Евлампия Егоровна сдвинула на край стола третий прибор, очевидно, предназначавшийся для изменщика Терентьева, и, вздохнув, добавила:
— Ну, что ж, Господь с ним… Пожалуйте, господа, пожалуйте — я пирожка вам отрежу…
Хозяйка усадила нас за стол и вышла.
Я посмотрел на своего нового знакомого. Перебирая пальцами бахрому белоснежной скатерти, которой был накрыт стол, он задумчиво рассматривал узор на своей тарелке и молчал.
— Вот так в Петербурге-то живёшь, живёшь в одной квартире, а знакомства-то и нет, — начал он, с трудом выдавливая слова.
Голос его был густой, но глухой и робкий, точно он не говорил, а осторожно пробовал какую-то громогласную музыкальную медную трубу, сдерживая напор воздуха и надуваясь.
Я согласился с собеседником, что, действительно, в Петербурге наблюдается эта особенность общежития, и он поднял на меня глаза.
— Вот и у нас в управлении тоже, сидишь с чиновниками за одним столом, в одну чернильницу макаешь, ну, разумеется, как зовут — знаешь, а чтобы знакомство водить, так нет, не знаешь даже, где они и живут-то… Только вот и знаю, где столоначальник наш живёт, Игнатий Николаич Савин: с бумагами я как-то к нему ходил… Ну, да ведь у нас с ним знакомство короткое: пришёл, поклонился, сел, взял какую-нибудь бумажку, перебелил её да и на подпись…
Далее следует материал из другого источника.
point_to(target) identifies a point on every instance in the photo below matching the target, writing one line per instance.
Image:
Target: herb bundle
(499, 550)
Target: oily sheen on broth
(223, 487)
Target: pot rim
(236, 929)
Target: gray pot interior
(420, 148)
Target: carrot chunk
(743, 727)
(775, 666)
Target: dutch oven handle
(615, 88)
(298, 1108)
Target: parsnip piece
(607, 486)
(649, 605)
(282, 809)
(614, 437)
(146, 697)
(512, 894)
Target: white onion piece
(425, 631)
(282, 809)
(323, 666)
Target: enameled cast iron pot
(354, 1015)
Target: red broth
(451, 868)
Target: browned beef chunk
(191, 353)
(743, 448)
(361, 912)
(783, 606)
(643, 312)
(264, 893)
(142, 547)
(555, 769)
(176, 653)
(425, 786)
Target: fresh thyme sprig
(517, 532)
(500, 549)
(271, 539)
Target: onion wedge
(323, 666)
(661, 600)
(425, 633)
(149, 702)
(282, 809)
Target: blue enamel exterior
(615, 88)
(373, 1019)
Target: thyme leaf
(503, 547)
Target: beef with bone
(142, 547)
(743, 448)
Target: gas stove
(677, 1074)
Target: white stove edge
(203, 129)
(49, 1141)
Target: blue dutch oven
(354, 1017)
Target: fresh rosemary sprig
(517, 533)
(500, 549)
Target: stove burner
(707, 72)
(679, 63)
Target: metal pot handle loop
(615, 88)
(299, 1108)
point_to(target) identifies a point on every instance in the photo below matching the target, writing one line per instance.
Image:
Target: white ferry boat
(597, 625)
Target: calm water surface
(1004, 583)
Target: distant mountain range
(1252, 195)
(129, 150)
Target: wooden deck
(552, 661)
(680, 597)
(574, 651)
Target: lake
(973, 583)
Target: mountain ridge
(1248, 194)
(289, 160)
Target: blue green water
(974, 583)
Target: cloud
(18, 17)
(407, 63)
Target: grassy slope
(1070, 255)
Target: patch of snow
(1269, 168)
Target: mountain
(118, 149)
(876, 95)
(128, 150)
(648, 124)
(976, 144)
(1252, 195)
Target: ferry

Евлампия Егоровна внесла на двух тарелках по куску пирога с визигой.
— Кушайте, господа, пожалуйста… Вот тут и водочка поставлена и портвейн, — разводя руками, говорила она.
— И самим бы вам, Евлампия Егоровна, выкушать, — говорил Иван Тимофеич, разливая водку.
Мы все чокнулись, поздравляя друг друга с праздником, и приступили к пирогу. Хозяйка, однако, отказалась разделить с нами трапезу и скоро ушла в кухню, где на плите что-то шипело.
Иван Тимофеич разрезал пирог на маленькие кусочки и ел медленно, рассматривая каждую частицу, прежде чем отправить её в рот. Покончив с пирогом, он потянулся было за графином, но после моего отказа от водки разлил по рюмкам портвейн.
Хозяйка принесла жареного гуся так же как и пирог порциями на двух тарелках для меня и для Ивана Тимофеича. Мы выпили портвейн. Евлампия Егоровна ещё раз попросила нас кушать, добавив, что если мы с этим покончим, и гусь понравится — то и ещё можем попросить. Сообщила она ещё и о том, почему дёшево удалось купить гуся на Андреевском рынке, и мы снова остались вдвоём.
— Вот ваша служба совсем другая, — начал Иван Тимофеич, — вы всё больше дома пишете… Да только, видно, и у вас нелёгкая работа! Иной раз проснёшься в середине ночи, посмотришь на стекло над дверью, а у вас всё огонь да огонь… два или три часа ночи, а у вас всё свет…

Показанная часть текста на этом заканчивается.